Fidèle à la parole que je vous ai donnée ce matin, dans la séance où vous avez eu la bonté de m’admettre, à peine de retour en notre couvent, je prends la plume pour vous exposer de nouveau, par écrit, les deux demandes que j’ai eu l’honneur de présenter oralement à Votre Illustre Conseil, c’est-à-dire: 1º celle d’une augmentation de l’allocation annuelle de douze mille francs, que vous m’avez accordée jusqu’ici, et cela en vue de la nouvelle Préfecture Apostolique qui va être fondée par trois ou quatre missionnaires de Notre Ordre et de la Province de France. Cette Préfecture est destinée à implanter la foi parmi les quelques tribus Gallas qui existent à l’Est de l’Abyssinie, à peu de [f. 1v] distance de la mer rouge et elle facilitera beaucoup les communications avec la mission principale de l’intérieur située au Sud de l’Abyssinie. 2º Celle d’un secours extraordinaire, donné une fois pour toutes, et qui m’est absolument nécessaire pour achever l’oeuvre que j’ai commencée, la fondation d’un collège d’indigènes dont notre mission a un extrême besoin.

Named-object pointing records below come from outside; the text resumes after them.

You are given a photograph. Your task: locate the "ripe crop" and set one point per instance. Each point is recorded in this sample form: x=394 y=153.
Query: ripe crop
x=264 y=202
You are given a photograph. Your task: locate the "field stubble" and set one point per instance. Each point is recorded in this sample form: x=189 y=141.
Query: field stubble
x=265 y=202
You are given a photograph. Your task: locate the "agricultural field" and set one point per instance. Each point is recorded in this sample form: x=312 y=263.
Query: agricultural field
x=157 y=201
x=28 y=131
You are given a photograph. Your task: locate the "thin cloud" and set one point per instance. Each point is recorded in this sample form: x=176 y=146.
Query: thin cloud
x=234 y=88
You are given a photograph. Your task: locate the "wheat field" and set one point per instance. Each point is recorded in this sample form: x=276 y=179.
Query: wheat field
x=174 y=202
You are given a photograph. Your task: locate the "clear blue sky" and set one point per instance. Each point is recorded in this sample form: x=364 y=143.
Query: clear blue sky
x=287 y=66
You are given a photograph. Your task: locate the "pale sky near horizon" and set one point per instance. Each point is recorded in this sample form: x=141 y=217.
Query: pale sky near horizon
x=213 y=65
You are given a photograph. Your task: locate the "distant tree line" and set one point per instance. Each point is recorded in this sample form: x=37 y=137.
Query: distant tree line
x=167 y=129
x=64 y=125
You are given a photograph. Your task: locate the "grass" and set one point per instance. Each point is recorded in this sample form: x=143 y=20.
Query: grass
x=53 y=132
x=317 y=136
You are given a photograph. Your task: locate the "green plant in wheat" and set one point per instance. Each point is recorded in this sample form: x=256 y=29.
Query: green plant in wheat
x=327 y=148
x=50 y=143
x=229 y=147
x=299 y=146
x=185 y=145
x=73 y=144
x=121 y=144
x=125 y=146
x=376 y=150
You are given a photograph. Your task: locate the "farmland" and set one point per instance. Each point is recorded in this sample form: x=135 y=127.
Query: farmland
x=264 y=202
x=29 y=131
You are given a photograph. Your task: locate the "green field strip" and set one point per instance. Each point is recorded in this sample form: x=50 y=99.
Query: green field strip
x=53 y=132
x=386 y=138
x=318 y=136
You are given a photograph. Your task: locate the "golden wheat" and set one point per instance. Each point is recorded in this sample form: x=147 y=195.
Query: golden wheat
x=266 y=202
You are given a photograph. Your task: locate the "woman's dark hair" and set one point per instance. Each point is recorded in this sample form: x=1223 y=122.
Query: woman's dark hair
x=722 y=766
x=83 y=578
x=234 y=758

J’abandonne à votre libéralité, Messieurs, le soin de déterminer l’augmentation à faire à l’allocation antérieure de douze mille francs, que j’ai reçus depuis vingt ans et pour laquelle je ne saurais trop vous exprimer ma reconnaissance; j’espère la porter avant longtemps au tribunal de Dieu, seul capable de vous récompenser dignement. Je pense, toutefois, que cette augmentation s’élèvera à trois ou quatre mille francs au moins, et que l’allocation des Gallas sera désormais de quinze à seize mille.

Quant au secours extraordinaire que je sollicite de votre générosité pour mon collège, j’ai dit ce matin que j’espérais au moins cinquante mille francs, parce que j’ai craint de vous épouvanter en demandant davantage, sans quoi je vous aurais demandé cent mille francs, somme qui me serait nécessaire pour achever mon œuvre. J’ai tout lieu cependant d’espérer que les secours que m’accordera votre Vénérable Conseil, ne seront pas inférieurs à la somme de cinquante mille francs; sans cela je me verrais obligé de revenir en France pour y faire une quête qui me fasse échapper à la banqueroute.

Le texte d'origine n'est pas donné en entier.